Никитина, делавшая в это время запись в журнале, подняла на него глаза:
– Пацаны? А вам самому-то сколько лет?
– Двадцать четыре.
– А-а, – протянула она с едва заметной улыбкой, – ну, это меняет дело. Нет, вопрос решенный!
Она кивнула военфельдшеру Петрову, и они двинулись между коек к другим раненым. Люся задержалась возле Яхина, присела в ногах.
– Раиль… – Он различил в ее голосе волнующие нотки. На мгновение боль отступила, к горлу подкатило что-то очень знакомое, в висках бешено застучало. – Я тоже считаю, что тебе необходимо ехать в госпиталь.
– Люся… – Ему показалось, что он крикнул, на самом деле просто чересчур громко прохрипел.
– Молчи. – Она сморщила нос, как делают перед тем, как заплакать. Но слез не было, вместо этого она тяжело вздохнула и погладила его по голове. – Если бы ты знал, что я пережила…
Он смотрел на нее, пытаясь понять, что она имеет в виду. Ему вдруг отчетливо вспомнился их разговор в парке, тогда он сделал ей предложение, и она радостно воскликнула в ответ: «Согласна!» А может быть, ничего этого и не было – все сейчас окуталось плотным туманом, сквозь который ему предстояло долго и упорно пробираться.

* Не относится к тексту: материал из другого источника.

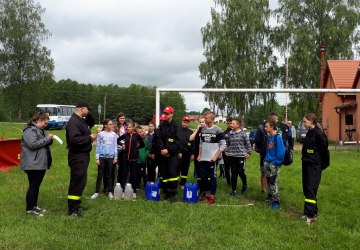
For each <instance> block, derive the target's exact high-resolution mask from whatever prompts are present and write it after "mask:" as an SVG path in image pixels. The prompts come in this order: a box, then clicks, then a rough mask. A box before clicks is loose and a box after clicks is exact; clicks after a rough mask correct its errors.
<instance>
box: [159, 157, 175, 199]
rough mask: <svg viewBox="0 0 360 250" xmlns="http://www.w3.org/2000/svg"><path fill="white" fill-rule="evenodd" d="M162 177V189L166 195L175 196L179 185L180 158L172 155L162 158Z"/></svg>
mask: <svg viewBox="0 0 360 250" xmlns="http://www.w3.org/2000/svg"><path fill="white" fill-rule="evenodd" d="M160 161H161V162H162V163H161V168H162V169H161V176H162V184H161V185H162V187H163V192H164V194H165V195H168V196H175V195H176V194H177V187H178V184H179V171H178V156H177V154H176V155H170V156H169V157H165V156H161V157H160Z"/></svg>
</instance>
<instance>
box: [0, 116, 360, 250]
mask: <svg viewBox="0 0 360 250" xmlns="http://www.w3.org/2000/svg"><path fill="white" fill-rule="evenodd" d="M10 127H17V128H22V127H23V125H22V124H6V123H0V136H1V135H2V134H3V132H4V131H6V136H5V137H7V138H9V137H19V136H21V133H20V132H19V131H18V130H16V129H12V130H8V129H9V128H10ZM51 133H53V134H57V135H59V136H60V137H61V138H62V139H65V136H64V131H61V130H53V131H51ZM51 149H52V155H53V166H52V168H51V169H50V170H49V171H48V172H47V174H46V176H45V178H44V181H43V184H42V186H41V190H40V197H39V206H42V207H45V208H46V209H47V210H48V211H47V212H46V214H45V216H44V217H41V218H39V217H31V216H26V215H25V193H26V190H27V185H28V183H27V178H26V175H25V173H24V172H22V171H21V170H20V168H13V169H11V170H8V171H4V172H0V197H1V206H0V213H1V216H0V218H1V219H0V249H155V248H156V249H273V248H275V249H358V247H359V244H360V221H359V220H360V219H359V218H360V209H359V207H360V199H359V197H360V195H359V194H360V184H359V176H360V175H359V160H360V157H359V156H360V153H359V152H358V151H356V150H336V151H334V150H332V151H331V166H330V167H329V168H328V169H327V170H326V171H324V173H323V176H322V181H321V185H320V188H319V192H318V203H319V218H318V219H317V221H316V223H315V224H313V225H311V226H308V225H307V224H306V223H305V221H304V220H302V219H301V216H302V208H303V200H304V199H303V195H302V185H301V161H300V152H295V162H294V163H293V165H291V166H288V167H283V168H282V169H281V172H280V177H279V188H280V198H281V205H282V206H281V209H280V210H278V211H271V209H270V208H269V206H268V205H267V204H266V203H265V201H264V200H265V198H266V194H263V193H261V192H260V183H259V167H258V161H259V157H258V154H257V153H254V154H253V155H252V157H251V158H250V159H249V160H248V161H247V170H246V173H247V176H248V186H249V188H248V191H247V192H246V193H245V194H244V195H239V196H238V197H236V198H233V197H230V195H229V192H230V190H229V188H228V187H227V185H226V181H225V180H224V179H219V180H218V193H217V197H216V199H217V200H216V205H215V206H207V205H205V204H202V203H197V204H185V203H183V202H182V201H181V200H182V194H181V190H180V189H179V195H178V202H176V203H172V204H169V203H166V202H147V201H145V200H144V192H143V191H140V192H139V193H140V194H139V196H138V199H137V200H136V201H115V200H108V199H107V198H106V197H104V196H101V197H100V198H99V199H96V200H90V199H89V197H90V195H91V194H93V192H94V188H95V178H96V165H95V161H94V160H93V159H94V150H93V151H92V161H91V163H90V166H89V172H88V173H89V175H88V182H87V186H86V189H85V192H84V196H83V205H84V206H85V207H87V208H88V210H87V211H86V212H84V216H83V217H82V218H73V217H69V216H67V214H66V212H67V200H66V196H67V189H68V183H69V168H68V165H67V150H66V146H65V145H60V144H58V143H57V142H54V144H53V146H52V148H51ZM191 168H192V167H191ZM239 181H240V180H239ZM239 185H240V183H238V186H239ZM247 204H254V205H253V206H248V205H247Z"/></svg>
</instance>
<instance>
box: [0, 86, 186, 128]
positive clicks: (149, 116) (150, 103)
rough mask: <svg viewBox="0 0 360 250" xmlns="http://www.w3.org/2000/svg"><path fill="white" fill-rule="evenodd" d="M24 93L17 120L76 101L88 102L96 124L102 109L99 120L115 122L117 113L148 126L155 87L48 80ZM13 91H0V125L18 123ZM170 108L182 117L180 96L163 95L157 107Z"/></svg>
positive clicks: (28, 117)
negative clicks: (104, 110)
mask: <svg viewBox="0 0 360 250" xmlns="http://www.w3.org/2000/svg"><path fill="white" fill-rule="evenodd" d="M25 90H26V92H25V93H24V94H23V95H22V104H21V105H22V107H21V109H22V113H23V117H22V119H20V120H27V119H29V118H30V117H31V116H32V115H33V114H34V112H35V110H36V105H37V104H65V105H76V103H77V102H78V101H79V100H86V101H88V102H89V104H90V106H91V108H92V111H91V113H92V114H93V116H94V118H95V120H96V121H98V117H99V114H98V110H97V107H98V105H99V104H100V105H101V106H102V112H101V115H100V120H101V121H102V120H103V118H104V110H105V117H106V118H112V119H114V118H115V117H116V115H117V114H118V113H119V112H124V113H125V114H126V116H127V117H129V118H131V119H132V120H134V121H136V122H138V123H140V124H147V123H148V122H149V121H151V119H152V117H153V115H154V114H155V110H156V109H155V94H156V87H155V86H144V85H139V84H131V85H130V86H129V87H120V86H118V85H116V84H109V85H96V84H81V83H78V82H76V81H74V80H70V79H67V80H60V81H58V82H56V81H54V80H48V81H47V82H40V83H32V84H28V85H26V88H25ZM13 93H14V91H13V89H12V87H7V88H3V89H2V90H0V121H10V120H12V121H16V120H19V119H18V116H17V115H18V113H17V108H18V105H17V103H16V102H14V101H13V98H12V94H13ZM167 105H171V106H173V107H174V109H175V110H176V112H175V119H176V120H178V121H180V118H181V117H182V116H183V115H185V110H186V106H185V103H184V98H183V96H181V95H180V94H179V93H173V92H168V93H162V95H161V98H160V107H161V108H164V107H165V106H167Z"/></svg>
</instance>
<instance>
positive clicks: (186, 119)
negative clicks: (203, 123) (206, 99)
mask: <svg viewBox="0 0 360 250" xmlns="http://www.w3.org/2000/svg"><path fill="white" fill-rule="evenodd" d="M182 120H183V121H186V122H189V121H190V118H189V117H188V116H183V119H182Z"/></svg>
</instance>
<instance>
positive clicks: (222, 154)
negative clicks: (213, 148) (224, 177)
mask: <svg viewBox="0 0 360 250" xmlns="http://www.w3.org/2000/svg"><path fill="white" fill-rule="evenodd" d="M222 157H223V160H224V166H225V168H224V169H225V178H226V182H227V184H228V185H230V183H231V176H230V163H229V156H227V155H225V153H223V154H222Z"/></svg>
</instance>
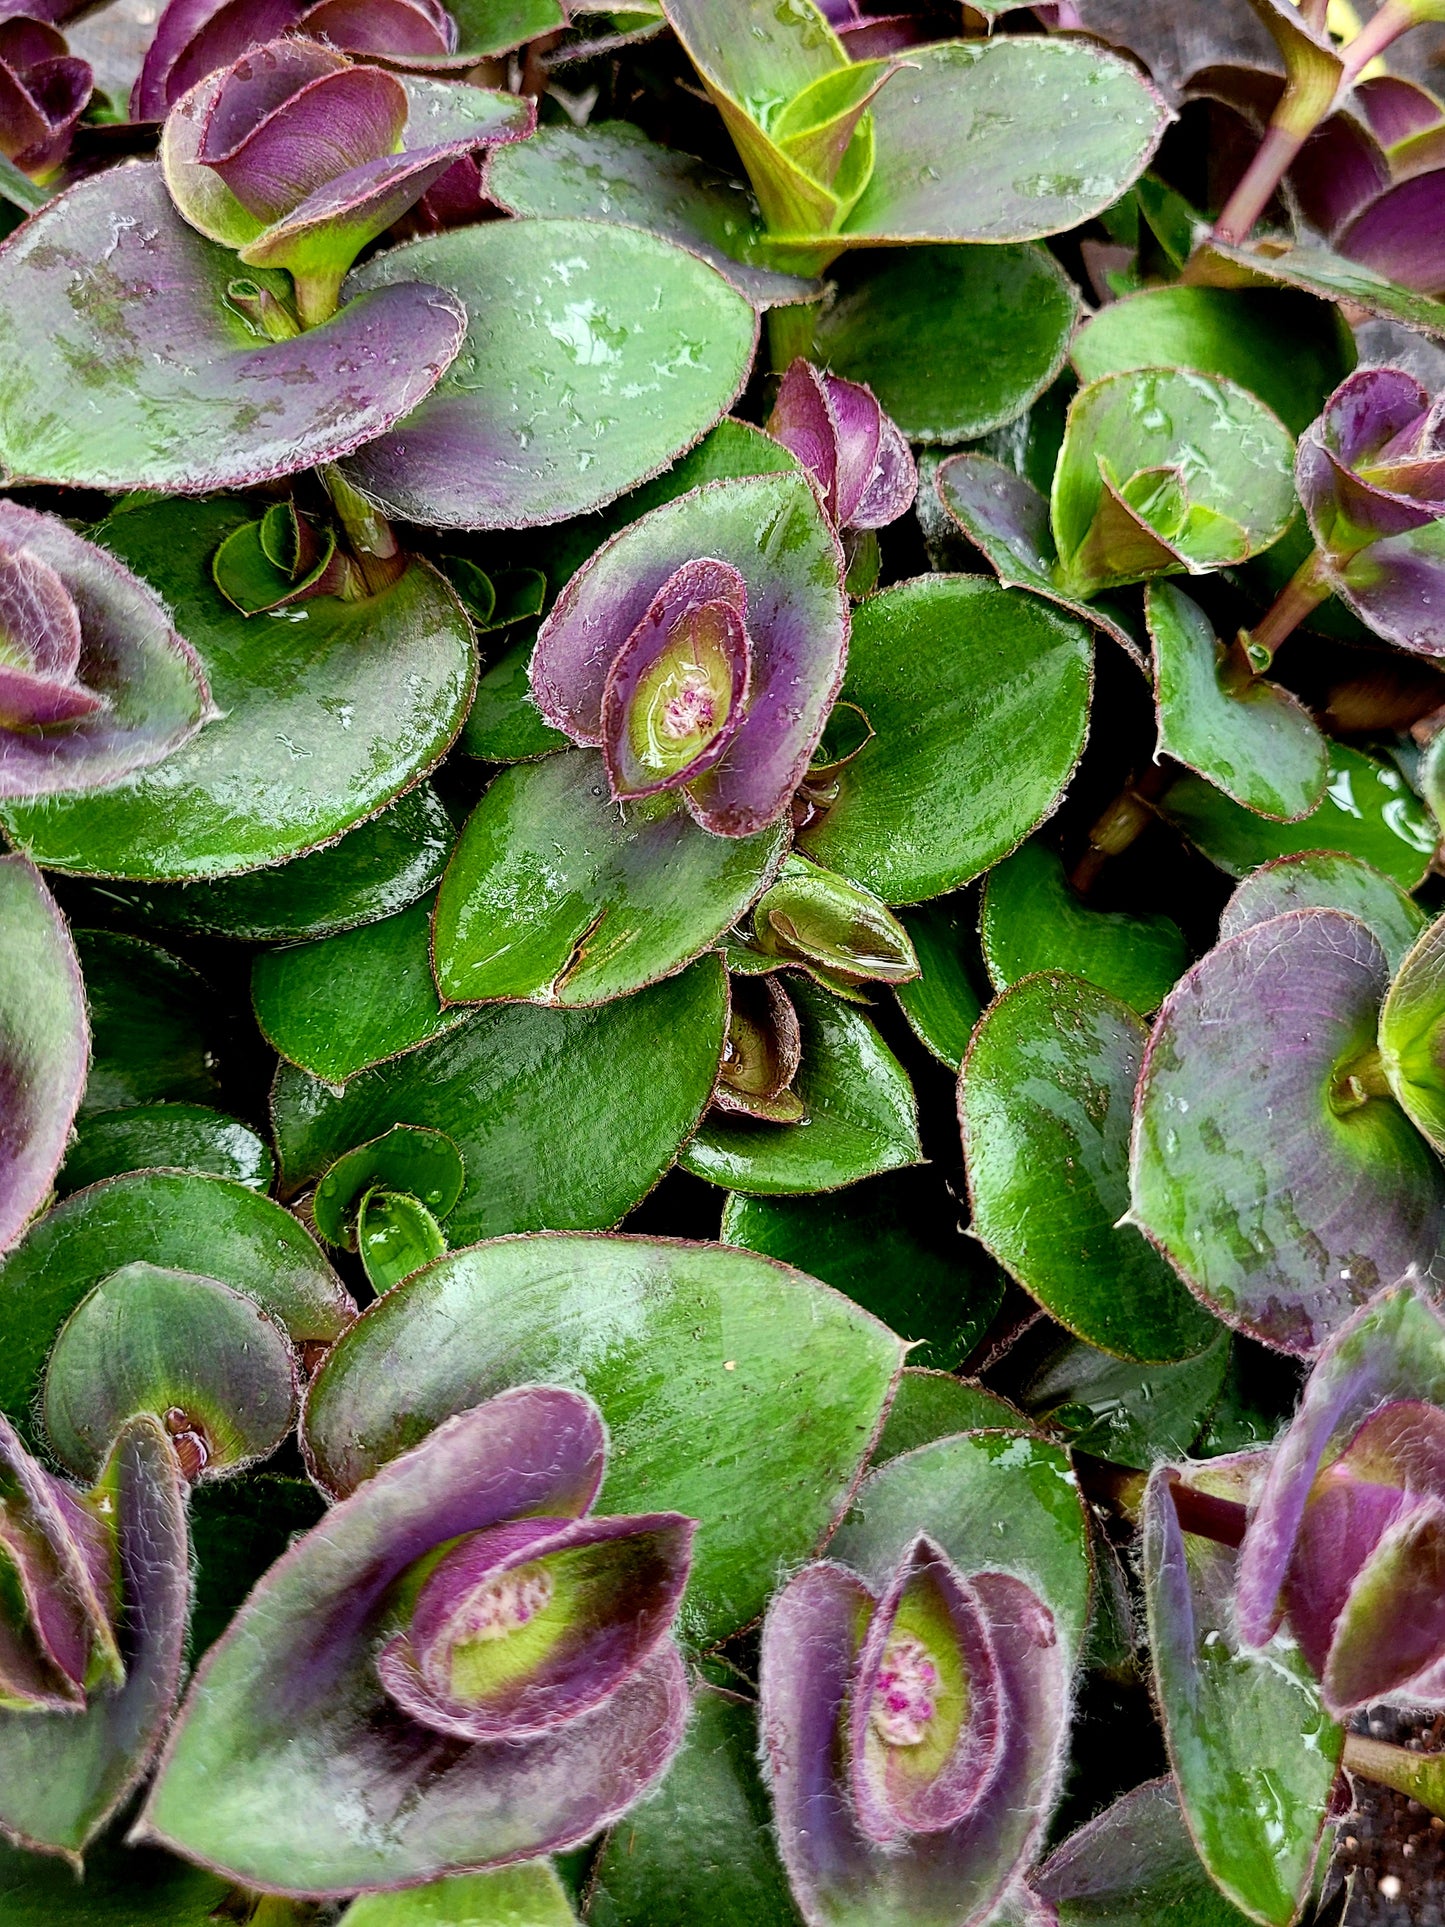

Люся продолжала гладить его по голове, и Яхину казалось, что время сейчас остановилось.
– Ну вот, еще даже не женился, а уже слова не даешь сказать… – по-доброму приговаривала она, – тоже мне командир нашелся…
И его вдруг прорвало: захотелось закричать, кинуться к ней в объятья, поцеловать и долго-долго потом глядеть в глаза, запоминая в них каждую искорку, каждый блик. Он порывисто схватил ее за руку и прохрипел:
– Шишкина моя единственная! Прости! Прости меня, дурака! Я по жизни вообще-то подкаблучник.
Люся сперва удивилась такой перемене, но тут же подхватила его шутливый тон:
– Ага, кто бы поверил…
Но его уже несло, и она поняла: то, что показалось ей игрой, на самом деле – исповедь, еще одно признание:
– Вот честное комсомольское! Это я на людях такой. А дома ни слова против не скажу, вот поженимся – тогда увидишь.
Она смутилась, обвела взглядом палату: нет, никто не смеется, не до них сейчас раненым.
– Ну, посмотрим. Вот вернусь с передовой, тогда и поговорим. А сейчас – отдыхай. Тебе вредно волноваться… Ты и без того натерпелся.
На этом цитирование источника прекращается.